Real-time Monte Carlo Denoising with the Neural Bilateral Grid

Status
Read
Field
Monte Carlo Rendering
Denoising
Deep Learning
Conference / Journal
EGSR
Year
2020
Link
Created
2021/01/13 13:56
The paper introduces a neural network that maps the noisy image with auxiliary features into the bilateral grid for denoising.
Before going over the paper...
Bilateral gird is used for faster bilateral filtering which is a nonlinear technique to preserve edges and smoothing other areas, mitigating outliers. It allows faster and better perfomance by mapping the image into a 3D bilateral grid with intensity calculated by a predefined metric (mostly gaussian). By this metric, grid allows to easily detect edges by large changes in intensity. Then by slicing the part of grid, one can get a smoothed & edge preserved image. There are other works that performs tranformation on the bilateral grid for efficient denoising and to other filtering problems.

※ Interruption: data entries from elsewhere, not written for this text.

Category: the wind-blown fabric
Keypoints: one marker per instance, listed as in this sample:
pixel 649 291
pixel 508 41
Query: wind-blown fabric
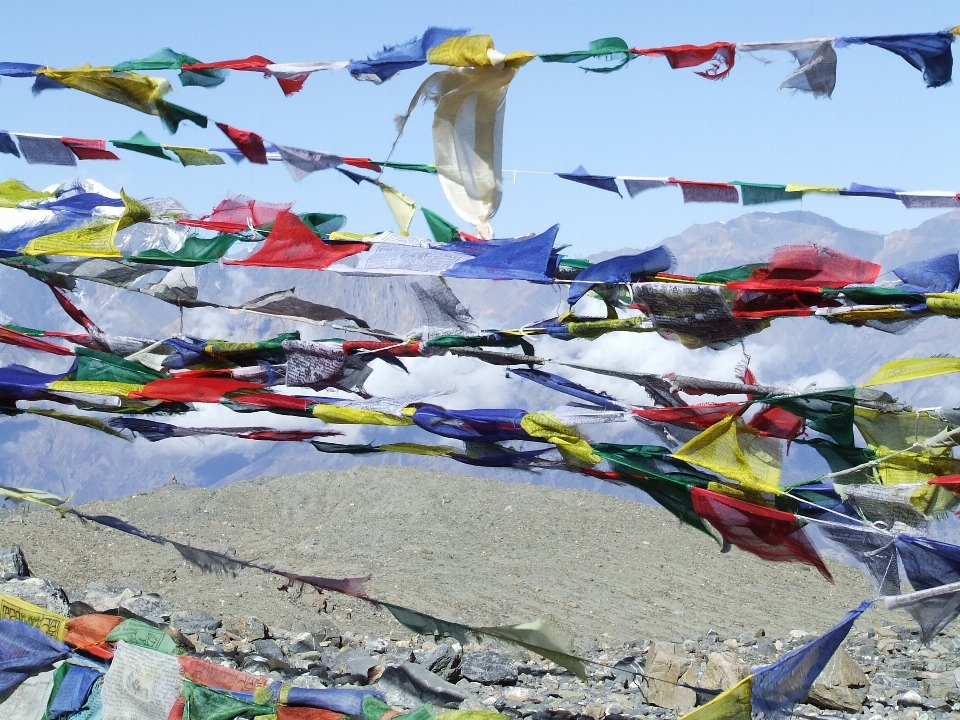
pixel 603 182
pixel 817 73
pixel 604 47
pixel 936 275
pixel 25 650
pixel 759 193
pixel 707 192
pixel 142 144
pixel 622 269
pixel 777 688
pixel 770 534
pixel 720 55
pixel 636 185
pixel 300 163
pixel 249 143
pixel 929 53
pixel 401 207
pixel 808 267
pixel 292 244
pixel 738 453
pixel 139 92
pixel 873 549
pixel 933 609
pixel 468 138
pixel 513 260
pixel 568 387
pixel 89 149
pixel 467 425
pixel 290 82
pixel 167 59
pixel 382 66
pixel 929 199
pixel 45 150
pixel 238 214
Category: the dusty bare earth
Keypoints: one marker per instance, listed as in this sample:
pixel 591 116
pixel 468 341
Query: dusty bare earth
pixel 475 551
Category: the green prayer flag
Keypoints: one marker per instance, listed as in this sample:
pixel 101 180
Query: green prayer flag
pixel 172 115
pixel 759 193
pixel 194 156
pixel 142 144
pixel 203 703
pixel 97 365
pixel 415 167
pixel 167 59
pixel 194 251
pixel 878 295
pixel 742 272
pixel 442 230
pixel 604 47
pixel 137 632
pixel 830 412
pixel 58 676
pixel 14 192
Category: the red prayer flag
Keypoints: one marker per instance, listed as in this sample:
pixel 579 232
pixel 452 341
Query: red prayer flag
pixel 777 422
pixel 192 389
pixel 237 214
pixel 12 337
pixel 254 62
pixel 390 348
pixel 86 149
pixel 703 416
pixel 365 163
pixel 767 533
pixel 722 55
pixel 89 633
pixel 292 244
pixel 808 267
pixel 249 143
pixel 274 401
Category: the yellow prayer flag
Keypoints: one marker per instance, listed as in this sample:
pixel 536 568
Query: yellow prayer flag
pixel 402 207
pixel 913 369
pixel 51 623
pixel 345 415
pixel 733 704
pixel 94 240
pixel 796 187
pixel 574 449
pixel 95 387
pixel 737 452
pixel 139 92
pixel 944 303
pixel 14 192
pixel 418 449
pixel 475 51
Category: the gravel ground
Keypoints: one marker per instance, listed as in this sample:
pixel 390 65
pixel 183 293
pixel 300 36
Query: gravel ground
pixel 461 548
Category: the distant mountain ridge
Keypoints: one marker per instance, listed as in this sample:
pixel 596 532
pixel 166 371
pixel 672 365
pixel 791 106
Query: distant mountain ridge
pixel 37 452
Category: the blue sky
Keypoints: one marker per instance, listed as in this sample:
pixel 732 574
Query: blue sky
pixel 882 127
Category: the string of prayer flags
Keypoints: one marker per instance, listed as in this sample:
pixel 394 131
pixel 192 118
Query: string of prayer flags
pixel 612 47
pixel 603 182
pixel 707 192
pixel 720 55
pixel 140 92
pixel 290 83
pixel 249 143
pixel 768 533
pixel 817 71
pixel 929 53
pixel 167 59
pixel 382 66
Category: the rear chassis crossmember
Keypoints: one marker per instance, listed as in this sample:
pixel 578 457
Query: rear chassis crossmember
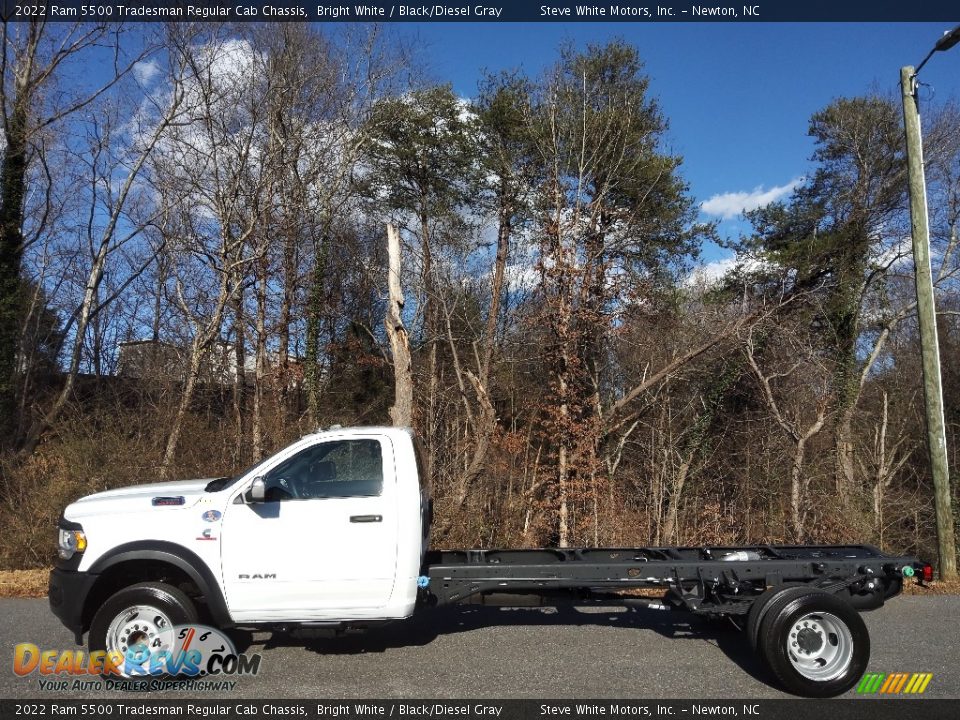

The main contribution of the paper is
Using differentiable neural bilateral grid with end-to-end training
High performance on extremely low spp
Multi-scale grids for optimal weight
The flow of denoising the noisy image from the bilateral grid is similar to the traditional one (construct grid → denoise on grid → slice). The part where the neural network contribute is when constructing the bilateral grid. The neural network predicts the appropriate guide position for each pixel from the input of noisy radiance and auxiliary features. The network is trained by the loss comparing the ground truth and the denoised result.
GuideNet, which is the neural network mentioned above is constructed with simple conv layers. Numbers depend on the spp of the input. While passing each layer, the features are concatenated. The output of the Guidenet will produce a predicted guide for each pixel for three bilateral grids and weights.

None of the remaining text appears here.